The Patched-Hedgehog signalling pathway is considered to be instrumental for normal developmental patterns but is also implicated in a number of cancer transformation processes that were recently found to include, basal cell carcinomas, but also pancreatic, digestive track and lung cancers. Studies, mainly in Drosophila, have allowed the dissection of the major components of this signal transduction system, that is the Hedgehog receptor Patched, the membrane signalling protein Smoothened, the intracellular transducers Fused, Suppressor of Fused and Costal 2 and the transcription factor Cubitus Interruptus.
However careful analysis of this pathway in mammalian systems revealed a higher complexity than Drosophila, and this is exemplified by the duplication or triplication of some of these components. Humans, for example, have three Hedgehog ligands, two Patched receptors and three Cubitus Interruptus homologs. Moreover the process of alternative pre-mRNA splicing has revealed additional component comple xity. For example GLI1, a Cubitus Interruptus human homolog, was found to express three different mRNAs, each with a unique combination of 5- untranslated exons that confer distinct capacities in translational efficiency.

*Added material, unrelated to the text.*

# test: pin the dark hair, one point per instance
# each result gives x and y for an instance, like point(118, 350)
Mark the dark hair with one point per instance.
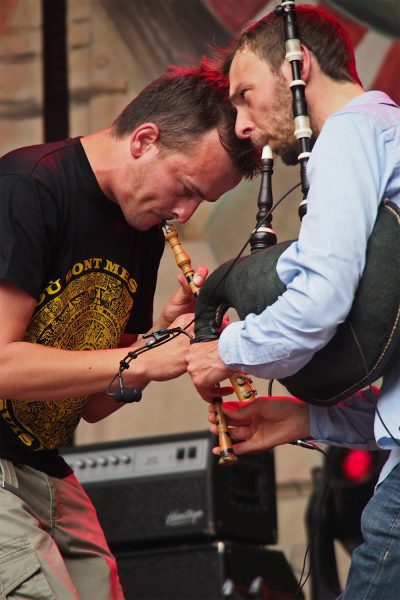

The focus of this proposal is to expand on recent findings from our laboratory that suggest widespread splicing variation in components of this pathway. Specifically a Patched 1 variant that includes a novel first exon has been identified. Expression of this variant is up regulated by Hedgehog signalling and its functional properties are characterized by a pathway inhibitory capacity (Shimokawa et al, FEBS Lett. 578, 157-162, 2004). Additionally analysis of GLI1 expression revealed further complexity in the 5- exons, which is highly likely t o have functional implications. We would like to continue these studies and address whether targeting specific variants may represent a means to achieve a highly selective disease therapy.